For decades, Californians with rooftop panels have been credited for excess power at or near the full retail electricity rate. Supporters say this incentive has been crucial to the state’s efforts to fight climate change, but critics contend it has unfairly favored only those wealthy enough to afford solar.
The proposal, unveiled last month by the California Public Utilities Commission, would change the so-called “net metering” policy by compensating solar owners for surplus power at a lower rate determined by the cost the utility would have spent to buy clean power elsewhere.
It would also offer new credits to systems paired with batteries that would allow homes to keep excess power in reserve when demand is low, then feed it into the grid after dark when solar energy resources stop producing but demand is high. That would help stabilize California’s grid, maintaining reliability during its ambitious transition away from fossil fuels.
The vote by the five-member commission is being watched nationwide because policies made in California often serve as a template for other states seeking to replace fossil fuels with renewable energy.
Utilities and ratepayer advocates support the proposal, arguing the existing policy pushes most of the cost burden of maintaining the grid onto the shoulders of customers without panels, who tend to be less affluent. Solar companies counter that the changes would slow new installations and threaten California’s clean energy and climate change goals.

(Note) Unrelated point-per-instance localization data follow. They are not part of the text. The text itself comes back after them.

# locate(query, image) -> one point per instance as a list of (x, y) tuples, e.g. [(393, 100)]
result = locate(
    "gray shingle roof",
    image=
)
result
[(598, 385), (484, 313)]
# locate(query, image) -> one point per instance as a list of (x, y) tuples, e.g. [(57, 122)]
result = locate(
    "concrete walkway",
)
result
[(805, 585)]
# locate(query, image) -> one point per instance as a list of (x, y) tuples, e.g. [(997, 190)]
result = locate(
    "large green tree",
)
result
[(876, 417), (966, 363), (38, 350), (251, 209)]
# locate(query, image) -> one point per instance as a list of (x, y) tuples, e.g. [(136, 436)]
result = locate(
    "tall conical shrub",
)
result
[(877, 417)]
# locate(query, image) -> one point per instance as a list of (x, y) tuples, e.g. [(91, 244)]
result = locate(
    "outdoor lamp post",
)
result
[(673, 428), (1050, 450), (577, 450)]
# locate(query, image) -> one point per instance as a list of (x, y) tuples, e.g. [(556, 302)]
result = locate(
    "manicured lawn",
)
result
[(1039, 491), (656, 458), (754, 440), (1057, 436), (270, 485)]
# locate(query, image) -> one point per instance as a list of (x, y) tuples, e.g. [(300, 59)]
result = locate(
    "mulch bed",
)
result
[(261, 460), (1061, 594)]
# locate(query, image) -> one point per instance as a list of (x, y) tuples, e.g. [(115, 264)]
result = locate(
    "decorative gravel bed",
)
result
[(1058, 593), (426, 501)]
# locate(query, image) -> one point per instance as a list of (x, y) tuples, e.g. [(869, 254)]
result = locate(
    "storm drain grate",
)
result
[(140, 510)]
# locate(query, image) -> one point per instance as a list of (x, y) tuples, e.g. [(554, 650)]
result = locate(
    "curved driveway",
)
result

“We’ve outgrown this policy and it is not sustainable,” Matt Baker, director of the Public Advocates Office, an independent ratepayer advocate at the CPUC that supports the proposed reforms.
A utility-backed group, Affordable Clean Energy For All, has said the changes do not go far enough to alleviate the cost burden on lower-income households.
California’s three investor-owned utilities are Pacific Gas & Electric, Southern California Edison and San Diego Gas & Electric.
The longstanding policy has propelled growth for national residential installers like Sunrun Inc and SunPower Corp as well as hundreds of local companies, and made California a national leader in solar installations.
The PUC has said solar would still make economic sense after the reforms. Customers installing solar with a battery, for example, would save about $136 a month under the plan, compared with $100 a month with just solar.